In powersave mode, it behaves identically. If I disconnect the AC power and run on battery, the CPU frequency skyrockets to 2800 MHz, so it seems to be an issue only on AC power (which is quite the opposite of what is it supposed to do).

I have tried to set change CPU profiles, I have tried to disable frequency scaling (How I can disable CPU frequency scaling and set the system to performance?), I have tried to set scaling_min_freq in /sys/devices/system/cpu/cpu[0-3]/cpufreq to some higher value, but neither of them did anything. The frequency remains minimal.

The CPU type is Intel(R) Core(TM) i7-3537U CPU @ 2.00GHz, the computer is Dell Inspiron 15z Touch.

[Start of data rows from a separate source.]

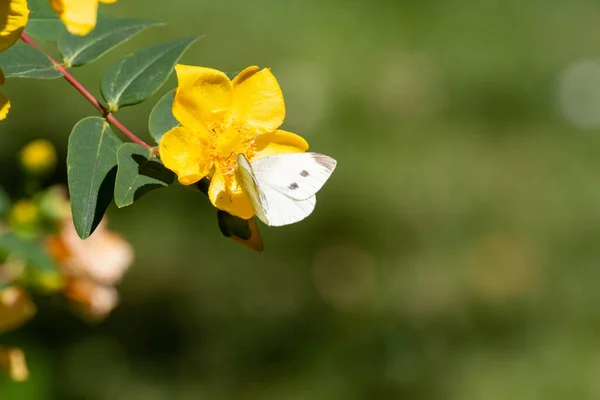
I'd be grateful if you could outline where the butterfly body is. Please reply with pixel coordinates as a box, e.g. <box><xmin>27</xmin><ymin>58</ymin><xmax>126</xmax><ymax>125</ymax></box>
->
<box><xmin>236</xmin><ymin>153</ymin><xmax>337</xmax><ymax>226</ymax></box>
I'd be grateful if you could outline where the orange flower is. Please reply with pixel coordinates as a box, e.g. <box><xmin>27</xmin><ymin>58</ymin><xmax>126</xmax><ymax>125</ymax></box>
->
<box><xmin>46</xmin><ymin>218</ymin><xmax>133</xmax><ymax>321</ymax></box>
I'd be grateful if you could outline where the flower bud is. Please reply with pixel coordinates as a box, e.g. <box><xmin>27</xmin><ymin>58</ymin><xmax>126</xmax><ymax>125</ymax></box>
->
<box><xmin>0</xmin><ymin>286</ymin><xmax>35</xmax><ymax>333</ymax></box>
<box><xmin>9</xmin><ymin>200</ymin><xmax>39</xmax><ymax>229</ymax></box>
<box><xmin>64</xmin><ymin>279</ymin><xmax>119</xmax><ymax>322</ymax></box>
<box><xmin>0</xmin><ymin>347</ymin><xmax>29</xmax><ymax>382</ymax></box>
<box><xmin>21</xmin><ymin>139</ymin><xmax>56</xmax><ymax>175</ymax></box>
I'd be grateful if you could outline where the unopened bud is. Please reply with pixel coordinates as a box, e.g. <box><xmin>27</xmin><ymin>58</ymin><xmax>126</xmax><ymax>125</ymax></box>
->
<box><xmin>21</xmin><ymin>139</ymin><xmax>56</xmax><ymax>175</ymax></box>
<box><xmin>0</xmin><ymin>347</ymin><xmax>29</xmax><ymax>382</ymax></box>
<box><xmin>10</xmin><ymin>200</ymin><xmax>39</xmax><ymax>229</ymax></box>
<box><xmin>0</xmin><ymin>286</ymin><xmax>35</xmax><ymax>333</ymax></box>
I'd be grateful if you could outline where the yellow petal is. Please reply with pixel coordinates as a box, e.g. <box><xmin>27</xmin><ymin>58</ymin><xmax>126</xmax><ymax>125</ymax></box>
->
<box><xmin>231</xmin><ymin>67</ymin><xmax>285</xmax><ymax>134</ymax></box>
<box><xmin>50</xmin><ymin>0</ymin><xmax>98</xmax><ymax>36</ymax></box>
<box><xmin>173</xmin><ymin>64</ymin><xmax>232</xmax><ymax>132</ymax></box>
<box><xmin>0</xmin><ymin>0</ymin><xmax>29</xmax><ymax>51</ymax></box>
<box><xmin>208</xmin><ymin>171</ymin><xmax>254</xmax><ymax>219</ymax></box>
<box><xmin>159</xmin><ymin>126</ymin><xmax>213</xmax><ymax>185</ymax></box>
<box><xmin>252</xmin><ymin>130</ymin><xmax>308</xmax><ymax>159</ymax></box>
<box><xmin>0</xmin><ymin>93</ymin><xmax>10</xmax><ymax>121</ymax></box>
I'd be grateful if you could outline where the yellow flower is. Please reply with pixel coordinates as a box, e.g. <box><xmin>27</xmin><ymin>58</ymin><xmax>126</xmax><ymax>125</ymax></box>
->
<box><xmin>159</xmin><ymin>64</ymin><xmax>308</xmax><ymax>219</ymax></box>
<box><xmin>0</xmin><ymin>0</ymin><xmax>29</xmax><ymax>51</ymax></box>
<box><xmin>50</xmin><ymin>0</ymin><xmax>117</xmax><ymax>36</ymax></box>
<box><xmin>45</xmin><ymin>212</ymin><xmax>133</xmax><ymax>322</ymax></box>
<box><xmin>20</xmin><ymin>139</ymin><xmax>56</xmax><ymax>174</ymax></box>
<box><xmin>0</xmin><ymin>286</ymin><xmax>35</xmax><ymax>333</ymax></box>
<box><xmin>9</xmin><ymin>200</ymin><xmax>40</xmax><ymax>228</ymax></box>
<box><xmin>0</xmin><ymin>69</ymin><xmax>10</xmax><ymax>121</ymax></box>
<box><xmin>46</xmin><ymin>218</ymin><xmax>133</xmax><ymax>286</ymax></box>
<box><xmin>0</xmin><ymin>0</ymin><xmax>29</xmax><ymax>120</ymax></box>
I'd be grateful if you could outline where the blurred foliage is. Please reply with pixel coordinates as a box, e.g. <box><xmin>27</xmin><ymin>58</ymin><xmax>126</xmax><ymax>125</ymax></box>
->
<box><xmin>5</xmin><ymin>0</ymin><xmax>600</xmax><ymax>400</ymax></box>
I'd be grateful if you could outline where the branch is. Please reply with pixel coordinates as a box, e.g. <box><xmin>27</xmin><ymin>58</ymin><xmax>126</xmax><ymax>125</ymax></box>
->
<box><xmin>21</xmin><ymin>33</ymin><xmax>152</xmax><ymax>149</ymax></box>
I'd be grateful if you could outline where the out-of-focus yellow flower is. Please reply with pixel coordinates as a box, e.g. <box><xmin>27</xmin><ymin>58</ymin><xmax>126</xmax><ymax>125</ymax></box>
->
<box><xmin>0</xmin><ymin>0</ymin><xmax>29</xmax><ymax>120</ymax></box>
<box><xmin>0</xmin><ymin>69</ymin><xmax>10</xmax><ymax>121</ymax></box>
<box><xmin>9</xmin><ymin>200</ymin><xmax>39</xmax><ymax>229</ymax></box>
<box><xmin>20</xmin><ymin>139</ymin><xmax>56</xmax><ymax>174</ymax></box>
<box><xmin>46</xmin><ymin>219</ymin><xmax>133</xmax><ymax>286</ymax></box>
<box><xmin>0</xmin><ymin>347</ymin><xmax>29</xmax><ymax>382</ymax></box>
<box><xmin>50</xmin><ymin>0</ymin><xmax>117</xmax><ymax>36</ymax></box>
<box><xmin>159</xmin><ymin>64</ymin><xmax>308</xmax><ymax>219</ymax></box>
<box><xmin>46</xmin><ymin>219</ymin><xmax>133</xmax><ymax>286</ymax></box>
<box><xmin>0</xmin><ymin>0</ymin><xmax>29</xmax><ymax>51</ymax></box>
<box><xmin>0</xmin><ymin>286</ymin><xmax>35</xmax><ymax>333</ymax></box>
<box><xmin>64</xmin><ymin>279</ymin><xmax>119</xmax><ymax>322</ymax></box>
<box><xmin>46</xmin><ymin>218</ymin><xmax>133</xmax><ymax>321</ymax></box>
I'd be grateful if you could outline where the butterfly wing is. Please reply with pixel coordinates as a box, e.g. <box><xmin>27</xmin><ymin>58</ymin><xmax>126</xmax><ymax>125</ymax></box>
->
<box><xmin>236</xmin><ymin>154</ymin><xmax>317</xmax><ymax>226</ymax></box>
<box><xmin>261</xmin><ymin>186</ymin><xmax>317</xmax><ymax>226</ymax></box>
<box><xmin>235</xmin><ymin>154</ymin><xmax>269</xmax><ymax>225</ymax></box>
<box><xmin>252</xmin><ymin>153</ymin><xmax>337</xmax><ymax>200</ymax></box>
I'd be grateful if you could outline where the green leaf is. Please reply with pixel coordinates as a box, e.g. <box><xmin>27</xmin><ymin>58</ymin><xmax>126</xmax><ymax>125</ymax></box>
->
<box><xmin>217</xmin><ymin>210</ymin><xmax>263</xmax><ymax>251</ymax></box>
<box><xmin>25</xmin><ymin>0</ymin><xmax>65</xmax><ymax>42</ymax></box>
<box><xmin>115</xmin><ymin>143</ymin><xmax>175</xmax><ymax>208</ymax></box>
<box><xmin>148</xmin><ymin>89</ymin><xmax>179</xmax><ymax>143</ymax></box>
<box><xmin>58</xmin><ymin>18</ymin><xmax>162</xmax><ymax>67</ymax></box>
<box><xmin>0</xmin><ymin>42</ymin><xmax>62</xmax><ymax>79</ymax></box>
<box><xmin>100</xmin><ymin>37</ymin><xmax>198</xmax><ymax>112</ymax></box>
<box><xmin>67</xmin><ymin>117</ymin><xmax>122</xmax><ymax>239</ymax></box>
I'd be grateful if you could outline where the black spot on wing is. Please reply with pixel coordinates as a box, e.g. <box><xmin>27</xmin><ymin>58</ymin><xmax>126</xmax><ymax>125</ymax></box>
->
<box><xmin>312</xmin><ymin>153</ymin><xmax>337</xmax><ymax>171</ymax></box>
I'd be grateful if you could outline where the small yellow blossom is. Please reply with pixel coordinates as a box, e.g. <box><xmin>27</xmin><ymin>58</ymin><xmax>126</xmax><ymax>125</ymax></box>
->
<box><xmin>0</xmin><ymin>0</ymin><xmax>29</xmax><ymax>120</ymax></box>
<box><xmin>46</xmin><ymin>218</ymin><xmax>133</xmax><ymax>322</ymax></box>
<box><xmin>46</xmin><ymin>218</ymin><xmax>133</xmax><ymax>286</ymax></box>
<box><xmin>0</xmin><ymin>286</ymin><xmax>36</xmax><ymax>333</ymax></box>
<box><xmin>159</xmin><ymin>64</ymin><xmax>308</xmax><ymax>219</ymax></box>
<box><xmin>9</xmin><ymin>200</ymin><xmax>39</xmax><ymax>228</ymax></box>
<box><xmin>0</xmin><ymin>69</ymin><xmax>10</xmax><ymax>121</ymax></box>
<box><xmin>20</xmin><ymin>139</ymin><xmax>56</xmax><ymax>174</ymax></box>
<box><xmin>0</xmin><ymin>0</ymin><xmax>29</xmax><ymax>51</ymax></box>
<box><xmin>0</xmin><ymin>346</ymin><xmax>29</xmax><ymax>382</ymax></box>
<box><xmin>50</xmin><ymin>0</ymin><xmax>117</xmax><ymax>36</ymax></box>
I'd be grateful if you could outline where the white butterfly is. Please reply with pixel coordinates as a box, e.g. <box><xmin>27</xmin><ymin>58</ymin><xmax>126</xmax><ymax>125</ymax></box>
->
<box><xmin>235</xmin><ymin>153</ymin><xmax>337</xmax><ymax>226</ymax></box>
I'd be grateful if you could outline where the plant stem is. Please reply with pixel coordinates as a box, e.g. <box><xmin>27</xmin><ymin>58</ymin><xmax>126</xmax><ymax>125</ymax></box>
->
<box><xmin>21</xmin><ymin>33</ymin><xmax>152</xmax><ymax>149</ymax></box>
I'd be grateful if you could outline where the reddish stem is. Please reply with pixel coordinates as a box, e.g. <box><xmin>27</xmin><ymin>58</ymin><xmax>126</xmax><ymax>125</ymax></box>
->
<box><xmin>21</xmin><ymin>33</ymin><xmax>152</xmax><ymax>149</ymax></box>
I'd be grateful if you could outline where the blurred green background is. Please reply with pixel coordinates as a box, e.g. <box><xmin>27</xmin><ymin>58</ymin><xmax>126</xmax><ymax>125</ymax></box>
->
<box><xmin>5</xmin><ymin>0</ymin><xmax>600</xmax><ymax>400</ymax></box>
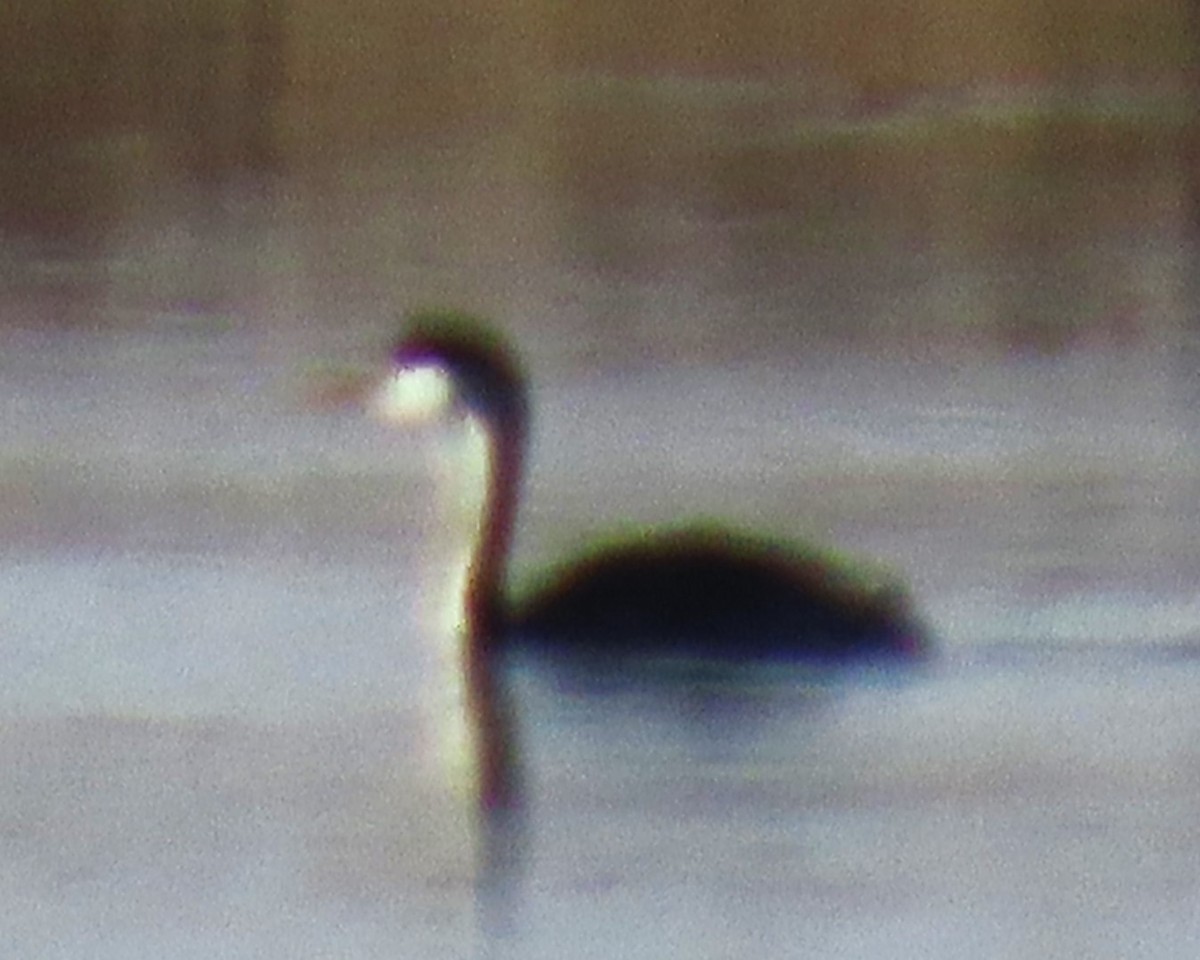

I have also an issue with battery not charging even if the computer is fed from the AC adapter.

More diagnostics:

$ sudo rdmsr --bitfield 15:8 -d -a 0x198
8
8
8
8
$ sudo rdmsr --bitfield 15:8 -d -a 0x199
9
8
9
9

In the case of 0x199, the numbers 8 and 9 appear to be randomly permuted between consecutive calls.

Best Answer

It turned out that this problem was unrelated to the intel_pstate driver, because acpi_cpufreq, the other driver, reported better values but never set them. The OS had probably no control over this.

This is a issue that happens with certain Dell laptops when charging is broken in a way that the laptop is powered by AC but not charged. Fixing the hardware problem removes the problem. In this case, it was an almost invisible piece of cloth in the power connector that prevented electrical contact.